Q_values = np.array([0, 0])

obs = env.reset()

while True:
    obs = env.step(num2str(np.array([random.randint(0, 1) for i in range(0, 2)]), obs))[0]
    if obs != [None]:
        break

x_t1 = preprocess(obs)
s_t1 = np.stack((x_t1, x_t1, x_t1, x_t1), axis = 2)
s_t1 = np.reshape(s_t1, (80, 80, 4))

t = 0
while True:

    print("Time since last start: ", t)

    a_t = np.zeros(2)

    if random.random() < e:
        a_index = random.randint(0, 1)
        a_t[a_index] = 1
    else:
        Q_values = model.predict(np.array([s_t1]))[0]
        a_index = np.argmax(Q_values)
        a_t[a_index] = 1

    print("Q Values: ", Q_values)
    print("action taken: ", np.argmax(a_t))
    print("epsilon: ", e)

    if e > e_threshold:
        e -= e_decay

    obs, r_t, done, info = env.step(num2str(a_t, obs))

    if obs == [None]:
        continue

    x_t2 = preprocess(obs)
    print(x_t2.shape, s_t1[:,:,0:3].shape)
    s_t2 = np.append(x_t2, s_t1[:,:,0:3], axis = 2)

    D.append((s_t1, a_t, r_t, s_t2, done))

    if t > init_observe_time and t%frequency == 0:
        minibatch = random.sample(D, batch_size)

        s1_batch = [i[0] for i in minibatch]
        a_batch = [i[1] for i in minibatch]
        r_batch = [i[2] for i in minibatch]
        s2_batch = [i[3] for i in minibatch]

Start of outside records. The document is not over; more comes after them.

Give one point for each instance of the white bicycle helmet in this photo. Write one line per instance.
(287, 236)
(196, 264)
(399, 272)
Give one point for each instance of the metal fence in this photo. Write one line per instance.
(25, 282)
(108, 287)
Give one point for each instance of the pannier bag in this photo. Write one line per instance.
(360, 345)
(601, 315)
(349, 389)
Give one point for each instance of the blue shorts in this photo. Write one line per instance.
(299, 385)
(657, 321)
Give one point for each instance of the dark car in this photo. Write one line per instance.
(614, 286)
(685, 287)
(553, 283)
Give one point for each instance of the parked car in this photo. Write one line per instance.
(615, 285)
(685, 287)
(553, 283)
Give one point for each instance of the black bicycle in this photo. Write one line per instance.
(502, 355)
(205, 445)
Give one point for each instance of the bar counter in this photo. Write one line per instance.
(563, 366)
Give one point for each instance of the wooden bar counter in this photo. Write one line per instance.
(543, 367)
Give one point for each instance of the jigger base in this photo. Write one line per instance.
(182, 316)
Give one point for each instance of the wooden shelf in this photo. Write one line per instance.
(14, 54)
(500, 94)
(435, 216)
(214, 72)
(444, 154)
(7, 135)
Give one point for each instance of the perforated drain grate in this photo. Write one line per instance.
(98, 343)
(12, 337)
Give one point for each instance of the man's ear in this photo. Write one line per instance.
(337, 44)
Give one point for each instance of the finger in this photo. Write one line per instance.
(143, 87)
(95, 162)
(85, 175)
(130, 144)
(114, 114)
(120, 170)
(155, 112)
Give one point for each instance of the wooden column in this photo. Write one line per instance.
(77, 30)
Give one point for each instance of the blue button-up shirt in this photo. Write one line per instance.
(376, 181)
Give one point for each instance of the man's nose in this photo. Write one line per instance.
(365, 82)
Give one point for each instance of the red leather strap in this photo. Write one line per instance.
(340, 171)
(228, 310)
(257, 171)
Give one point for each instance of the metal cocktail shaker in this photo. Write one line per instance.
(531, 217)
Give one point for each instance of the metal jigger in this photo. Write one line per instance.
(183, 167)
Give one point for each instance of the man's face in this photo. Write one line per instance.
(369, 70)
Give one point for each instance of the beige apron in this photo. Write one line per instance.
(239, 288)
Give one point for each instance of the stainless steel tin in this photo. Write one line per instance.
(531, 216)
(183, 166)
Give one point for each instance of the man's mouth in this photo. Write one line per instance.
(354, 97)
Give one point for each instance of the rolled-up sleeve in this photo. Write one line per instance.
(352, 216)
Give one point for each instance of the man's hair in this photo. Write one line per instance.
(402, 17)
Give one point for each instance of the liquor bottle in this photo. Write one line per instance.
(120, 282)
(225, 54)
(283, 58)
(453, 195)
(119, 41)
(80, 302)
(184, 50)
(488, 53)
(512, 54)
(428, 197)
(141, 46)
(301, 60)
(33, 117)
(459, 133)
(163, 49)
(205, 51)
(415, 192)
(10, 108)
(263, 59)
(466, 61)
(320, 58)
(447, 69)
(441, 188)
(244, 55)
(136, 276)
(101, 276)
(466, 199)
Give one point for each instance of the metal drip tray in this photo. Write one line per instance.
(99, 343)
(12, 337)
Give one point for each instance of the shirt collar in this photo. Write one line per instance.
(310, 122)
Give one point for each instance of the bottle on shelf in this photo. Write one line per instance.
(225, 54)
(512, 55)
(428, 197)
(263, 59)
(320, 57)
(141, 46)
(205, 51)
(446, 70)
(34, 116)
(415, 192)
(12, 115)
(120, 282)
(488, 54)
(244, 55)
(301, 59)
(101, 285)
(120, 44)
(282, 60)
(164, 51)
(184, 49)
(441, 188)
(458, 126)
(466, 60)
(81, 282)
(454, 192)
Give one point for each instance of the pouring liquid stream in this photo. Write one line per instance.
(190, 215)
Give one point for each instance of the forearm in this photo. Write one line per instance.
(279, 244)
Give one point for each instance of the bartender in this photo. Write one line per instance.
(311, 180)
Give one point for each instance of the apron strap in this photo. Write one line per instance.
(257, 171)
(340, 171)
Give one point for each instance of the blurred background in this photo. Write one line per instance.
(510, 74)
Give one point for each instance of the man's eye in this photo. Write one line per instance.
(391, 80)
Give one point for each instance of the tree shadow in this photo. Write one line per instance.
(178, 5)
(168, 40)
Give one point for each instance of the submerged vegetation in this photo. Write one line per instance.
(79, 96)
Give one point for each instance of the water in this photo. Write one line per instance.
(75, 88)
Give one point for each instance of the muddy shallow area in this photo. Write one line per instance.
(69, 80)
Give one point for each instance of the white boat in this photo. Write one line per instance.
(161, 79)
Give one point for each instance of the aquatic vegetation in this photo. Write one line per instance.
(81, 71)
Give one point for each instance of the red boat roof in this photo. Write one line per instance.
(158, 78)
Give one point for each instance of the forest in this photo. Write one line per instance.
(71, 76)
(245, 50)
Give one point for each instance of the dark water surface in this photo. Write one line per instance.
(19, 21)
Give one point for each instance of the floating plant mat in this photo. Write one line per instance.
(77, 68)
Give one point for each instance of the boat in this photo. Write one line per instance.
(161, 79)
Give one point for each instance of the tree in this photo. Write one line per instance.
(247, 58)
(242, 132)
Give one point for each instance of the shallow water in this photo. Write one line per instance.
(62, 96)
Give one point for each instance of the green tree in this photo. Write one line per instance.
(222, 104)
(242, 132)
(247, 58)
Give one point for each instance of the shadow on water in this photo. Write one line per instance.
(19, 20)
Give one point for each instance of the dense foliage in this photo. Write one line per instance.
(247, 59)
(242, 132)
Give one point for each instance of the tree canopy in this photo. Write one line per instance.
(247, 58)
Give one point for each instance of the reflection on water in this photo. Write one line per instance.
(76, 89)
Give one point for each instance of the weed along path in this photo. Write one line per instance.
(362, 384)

        q_batch = model.predict(np.array(s2_batch))
        y_batch = np.zeros((batch_size, 2))
        y_batch = model.predict(np.array(s1_batch))
        print("Q batch: ",  q_batch)
        print("y batch: ",  y_batch)
        for i in range(0, batch_size):
            if (minibatch[i][4]):
                y_batch[i][np.argmax(a_batch[i])] = r_batch[i][0]
            else:
                y_batch[i][np.argmax(a_batch[i])] = r_batch[i][0] + gamma * np.max(q_batch[i])

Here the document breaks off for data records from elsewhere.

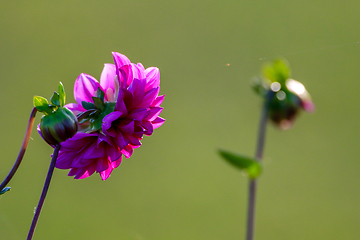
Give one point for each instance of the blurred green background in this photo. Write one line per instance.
(175, 186)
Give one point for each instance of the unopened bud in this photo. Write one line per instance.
(58, 126)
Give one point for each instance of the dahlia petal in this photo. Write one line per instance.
(85, 172)
(149, 97)
(72, 172)
(132, 139)
(157, 102)
(102, 164)
(64, 160)
(127, 151)
(95, 151)
(125, 74)
(152, 78)
(154, 112)
(116, 163)
(148, 128)
(120, 140)
(127, 128)
(107, 122)
(105, 174)
(158, 122)
(107, 81)
(113, 153)
(137, 88)
(85, 87)
(138, 72)
(138, 114)
(120, 60)
(120, 103)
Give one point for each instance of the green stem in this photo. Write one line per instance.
(22, 150)
(44, 192)
(258, 155)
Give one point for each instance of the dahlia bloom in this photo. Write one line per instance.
(116, 113)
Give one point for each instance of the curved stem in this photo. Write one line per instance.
(44, 192)
(258, 155)
(22, 150)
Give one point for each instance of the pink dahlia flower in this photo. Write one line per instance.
(118, 112)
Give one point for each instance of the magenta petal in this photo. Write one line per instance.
(120, 140)
(138, 114)
(127, 128)
(133, 140)
(95, 151)
(148, 128)
(157, 102)
(125, 74)
(85, 172)
(107, 122)
(85, 87)
(64, 160)
(105, 174)
(154, 112)
(127, 151)
(149, 97)
(113, 153)
(138, 72)
(137, 88)
(102, 164)
(152, 78)
(158, 122)
(120, 60)
(120, 103)
(107, 81)
(116, 163)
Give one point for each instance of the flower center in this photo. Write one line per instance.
(95, 112)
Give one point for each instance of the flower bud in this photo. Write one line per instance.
(58, 126)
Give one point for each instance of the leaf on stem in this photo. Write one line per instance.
(4, 190)
(42, 105)
(62, 94)
(249, 164)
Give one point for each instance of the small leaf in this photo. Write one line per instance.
(42, 105)
(88, 105)
(252, 166)
(62, 95)
(55, 99)
(4, 190)
(98, 103)
(100, 94)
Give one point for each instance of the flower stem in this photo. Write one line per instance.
(44, 192)
(22, 150)
(258, 155)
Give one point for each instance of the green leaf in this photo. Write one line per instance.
(42, 105)
(4, 190)
(98, 103)
(87, 105)
(278, 71)
(249, 164)
(55, 99)
(62, 95)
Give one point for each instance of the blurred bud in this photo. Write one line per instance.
(289, 96)
(58, 123)
(58, 126)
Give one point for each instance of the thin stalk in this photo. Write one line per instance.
(44, 192)
(22, 149)
(258, 155)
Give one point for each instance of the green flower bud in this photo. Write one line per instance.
(58, 126)
(58, 123)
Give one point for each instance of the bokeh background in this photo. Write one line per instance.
(176, 186)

        model.train_on_batch(np.array(s1_batch), y_batch)
    s_t1 = s_t2

    t += 1
    env.render()

does anyone have any suggestion on how to make it work properly?

Solution

Your second and third Conv2D layers appear to be missing their relu activations.
Your epsilon (or e) decays way too quickly. After only 95 time steps it will already be down to 0.05. I can't quickly find what they did in that 2013 paper, but in the 2015 paper they decay it from 1 to 0.1 over 1 million frames.

Those are the two things that immediately jump out to me. I'd recommend starting out by fixing those.